Si possono individuare tre filoni che costituiscono l’opera: una prima parte riguardante la politica estera italiana, nello specifico nei confronti della Romania, seguita da un’analisi dei drammatici avvenimenti che travolsero questo paese alla vigilia del secondo conflitto mondiale e le relative mosse diplomatiche del nostro governo, con una conclusione dedicata soprattutto alle relazioni culturali tra i due paesi. Il saggio è senza dubbio ben documentato (sono state consultate centinaia di fonti) ed è ulteriormente arricchito dalla prefazione di uno dei massimi conoscitori a livello europeo della storia e della cultura rumene, ossia il Professor Claudio Mutti.

Appena uscita da un cruento macello mondiale, pochi anni dopo nuovi venti di guerra soffiano sull’Europa. La ridefinizione degli assetti che il trattato di Versailles ha prodotto, ha creato le premesse del malcontento, e le Potenze uscite sconfitte dalla prima guerra mondiale sono in cerca di soluzioni più eque. L’Italia, legatasi a doppio filo alla potenza germanica, deve fare i conti con il crescente strapotere dell’apparato militare industriale tedesco. Di riflesso, in campo diplomatico scarseggiano le iniziative autonome portate avanti da Roma. Sotto un profilo culturale, i rapporti con “l’isola latina in un mare slavo” sono più che buoni, alla luce di numerose iniziative portate avanti in quegli anni. Tuttavia, i rapporti politici con il fascismo italiano sono altalenanti, in ragione dell’appartenenza dei due paesi a due sfere politico diplomatiche diverse. Buoni rapporti diplomatici intercorrevano d’altro canto tra la Romania e la Francia, sostenitrice assieme all’Inghilterra dell’Intesa Balcanica e della Piccola Intesa, due alleanze volte a preservare lo status quo nella regione.

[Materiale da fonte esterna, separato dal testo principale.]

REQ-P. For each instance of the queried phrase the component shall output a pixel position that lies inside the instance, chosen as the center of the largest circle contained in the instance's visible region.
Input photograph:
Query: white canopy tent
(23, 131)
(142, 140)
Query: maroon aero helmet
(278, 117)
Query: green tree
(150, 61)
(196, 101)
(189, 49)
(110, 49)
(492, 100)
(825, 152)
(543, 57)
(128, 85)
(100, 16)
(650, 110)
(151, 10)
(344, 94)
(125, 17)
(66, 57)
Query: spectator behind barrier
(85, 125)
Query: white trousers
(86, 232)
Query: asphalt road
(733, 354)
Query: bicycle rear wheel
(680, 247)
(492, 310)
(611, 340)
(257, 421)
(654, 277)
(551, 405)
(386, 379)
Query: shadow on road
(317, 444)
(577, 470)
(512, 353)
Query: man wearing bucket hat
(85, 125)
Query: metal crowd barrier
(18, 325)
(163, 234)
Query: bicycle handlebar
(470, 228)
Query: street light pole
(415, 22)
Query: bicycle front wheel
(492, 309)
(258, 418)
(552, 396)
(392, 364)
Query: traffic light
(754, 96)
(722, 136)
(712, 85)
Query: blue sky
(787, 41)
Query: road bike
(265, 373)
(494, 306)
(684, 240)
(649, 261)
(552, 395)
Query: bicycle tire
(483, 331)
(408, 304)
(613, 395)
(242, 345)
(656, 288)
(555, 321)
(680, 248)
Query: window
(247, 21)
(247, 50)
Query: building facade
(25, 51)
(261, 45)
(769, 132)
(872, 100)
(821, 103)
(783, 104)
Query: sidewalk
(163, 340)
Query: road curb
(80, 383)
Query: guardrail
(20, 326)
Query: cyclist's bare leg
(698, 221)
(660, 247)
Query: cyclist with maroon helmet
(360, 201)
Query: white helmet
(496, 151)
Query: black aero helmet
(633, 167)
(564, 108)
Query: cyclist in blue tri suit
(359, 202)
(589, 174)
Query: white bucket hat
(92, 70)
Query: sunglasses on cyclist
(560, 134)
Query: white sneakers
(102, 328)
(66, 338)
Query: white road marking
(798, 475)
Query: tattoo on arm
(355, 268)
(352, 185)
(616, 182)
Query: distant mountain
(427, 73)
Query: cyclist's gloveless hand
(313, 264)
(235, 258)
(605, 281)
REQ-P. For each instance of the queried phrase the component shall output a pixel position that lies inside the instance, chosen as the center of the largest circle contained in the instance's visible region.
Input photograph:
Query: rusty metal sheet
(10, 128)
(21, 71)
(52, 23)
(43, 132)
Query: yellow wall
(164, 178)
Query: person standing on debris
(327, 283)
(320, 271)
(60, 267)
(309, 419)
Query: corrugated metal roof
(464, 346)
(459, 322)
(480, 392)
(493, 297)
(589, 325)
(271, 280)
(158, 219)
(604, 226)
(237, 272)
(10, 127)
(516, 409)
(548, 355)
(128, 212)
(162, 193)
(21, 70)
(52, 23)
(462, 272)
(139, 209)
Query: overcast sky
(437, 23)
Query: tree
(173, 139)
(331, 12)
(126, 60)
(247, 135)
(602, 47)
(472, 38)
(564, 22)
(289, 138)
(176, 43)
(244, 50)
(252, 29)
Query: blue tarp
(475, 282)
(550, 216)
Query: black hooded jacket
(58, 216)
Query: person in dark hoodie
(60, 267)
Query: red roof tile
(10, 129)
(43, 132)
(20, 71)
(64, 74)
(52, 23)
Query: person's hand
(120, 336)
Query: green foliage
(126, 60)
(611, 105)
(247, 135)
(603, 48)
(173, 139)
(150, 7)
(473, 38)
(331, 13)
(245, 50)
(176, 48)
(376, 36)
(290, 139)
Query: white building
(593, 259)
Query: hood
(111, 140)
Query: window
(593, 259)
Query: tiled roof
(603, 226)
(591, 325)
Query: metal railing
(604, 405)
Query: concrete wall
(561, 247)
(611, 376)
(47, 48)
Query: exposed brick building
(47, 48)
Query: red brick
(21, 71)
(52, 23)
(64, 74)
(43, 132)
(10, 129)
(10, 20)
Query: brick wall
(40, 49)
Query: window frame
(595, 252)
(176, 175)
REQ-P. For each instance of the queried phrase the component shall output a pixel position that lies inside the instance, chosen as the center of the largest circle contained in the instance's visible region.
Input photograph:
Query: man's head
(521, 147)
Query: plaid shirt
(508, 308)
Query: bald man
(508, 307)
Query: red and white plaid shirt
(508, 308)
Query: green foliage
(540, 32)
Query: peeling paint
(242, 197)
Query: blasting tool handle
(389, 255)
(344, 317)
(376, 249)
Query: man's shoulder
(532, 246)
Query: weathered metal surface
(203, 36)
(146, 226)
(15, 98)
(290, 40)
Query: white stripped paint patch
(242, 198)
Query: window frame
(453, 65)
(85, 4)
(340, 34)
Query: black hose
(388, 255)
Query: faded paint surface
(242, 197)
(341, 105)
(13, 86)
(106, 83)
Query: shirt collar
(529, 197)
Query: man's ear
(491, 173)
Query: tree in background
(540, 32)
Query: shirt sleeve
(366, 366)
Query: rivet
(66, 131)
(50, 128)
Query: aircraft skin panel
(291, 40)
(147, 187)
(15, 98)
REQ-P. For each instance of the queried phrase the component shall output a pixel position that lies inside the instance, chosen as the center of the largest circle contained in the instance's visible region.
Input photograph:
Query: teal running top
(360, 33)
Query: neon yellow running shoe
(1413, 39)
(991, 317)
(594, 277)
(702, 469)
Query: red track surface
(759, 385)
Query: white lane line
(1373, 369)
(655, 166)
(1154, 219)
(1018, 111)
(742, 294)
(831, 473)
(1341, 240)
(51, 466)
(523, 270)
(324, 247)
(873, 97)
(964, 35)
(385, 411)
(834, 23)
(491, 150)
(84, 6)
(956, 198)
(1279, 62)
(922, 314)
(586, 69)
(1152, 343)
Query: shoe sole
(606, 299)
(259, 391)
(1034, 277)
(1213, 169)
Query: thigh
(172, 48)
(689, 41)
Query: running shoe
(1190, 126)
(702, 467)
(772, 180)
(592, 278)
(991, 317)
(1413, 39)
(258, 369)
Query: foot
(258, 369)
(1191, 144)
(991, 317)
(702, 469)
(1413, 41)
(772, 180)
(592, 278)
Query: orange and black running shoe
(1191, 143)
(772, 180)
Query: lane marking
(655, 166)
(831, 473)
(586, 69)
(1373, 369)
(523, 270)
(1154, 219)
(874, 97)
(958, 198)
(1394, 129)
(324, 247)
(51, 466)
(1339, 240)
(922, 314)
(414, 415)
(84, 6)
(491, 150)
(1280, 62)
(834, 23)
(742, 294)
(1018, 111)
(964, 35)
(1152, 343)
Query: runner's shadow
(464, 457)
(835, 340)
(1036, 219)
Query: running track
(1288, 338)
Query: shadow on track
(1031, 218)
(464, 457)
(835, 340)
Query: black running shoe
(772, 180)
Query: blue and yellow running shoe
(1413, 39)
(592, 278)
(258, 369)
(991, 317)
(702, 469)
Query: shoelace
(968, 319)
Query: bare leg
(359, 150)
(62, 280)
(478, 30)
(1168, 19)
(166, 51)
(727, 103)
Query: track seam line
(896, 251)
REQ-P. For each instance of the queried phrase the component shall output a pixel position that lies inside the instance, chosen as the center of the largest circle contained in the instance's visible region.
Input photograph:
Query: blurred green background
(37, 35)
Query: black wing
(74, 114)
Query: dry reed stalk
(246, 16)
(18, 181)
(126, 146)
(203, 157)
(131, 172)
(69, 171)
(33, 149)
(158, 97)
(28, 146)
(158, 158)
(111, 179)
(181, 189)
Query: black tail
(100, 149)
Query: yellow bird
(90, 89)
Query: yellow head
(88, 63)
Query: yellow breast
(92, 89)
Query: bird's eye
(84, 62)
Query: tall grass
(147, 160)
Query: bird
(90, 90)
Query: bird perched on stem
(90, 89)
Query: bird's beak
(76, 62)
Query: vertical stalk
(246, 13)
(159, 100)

Dall’altra parte le potenze cosiddette revisioniste, Germania in primis, ma anche Ungheria e Bulgaria. A complicare le cose per la “Grande Romania” uscita dai trattati parigini, una bellicosa Unione Sovietica che premeva ai confini. Scaricata dalle potenze occidentali, la Romania vivrà dei momenti drammatici tra la fine degli anni ’30 e l’inizio degli anni ‘40, lacerata da tensioni interne, governata da una classe politica non adeguata, e fatta a pezzi dai paesi confinanti (URSS, Ungheria e Bulgaria). In tutto ciò Roma non avrà uno scarso peso politico diplomatico, fatto salvo l’arbitrato di Vienna, per la Romania il momento più traumatico di tutto il periodo, in cui di fatto la Transilvania veniva ceduta senza condizioni all’Ungheria.

Questi sono solo alcuni dei punti cruciali che il libro di Grego affronta in maniera precisa e, come detto, molto ben documentata. Un altro merito dell’autore è, a mio avviso, aver applicato nella sua analisi un rigoroso metodo geopolitico i cui buoni frutti sono evidenti fin dall’inizio. In conclusione, un saggio molto valido anche da un punto di vista storico consigliabile non solo agli appassionati della materia ma anche a coloro che siano curiosi di conoscere un po’ più a fondo argomenti così poco studiati, nonostante la loro grande rilevanza.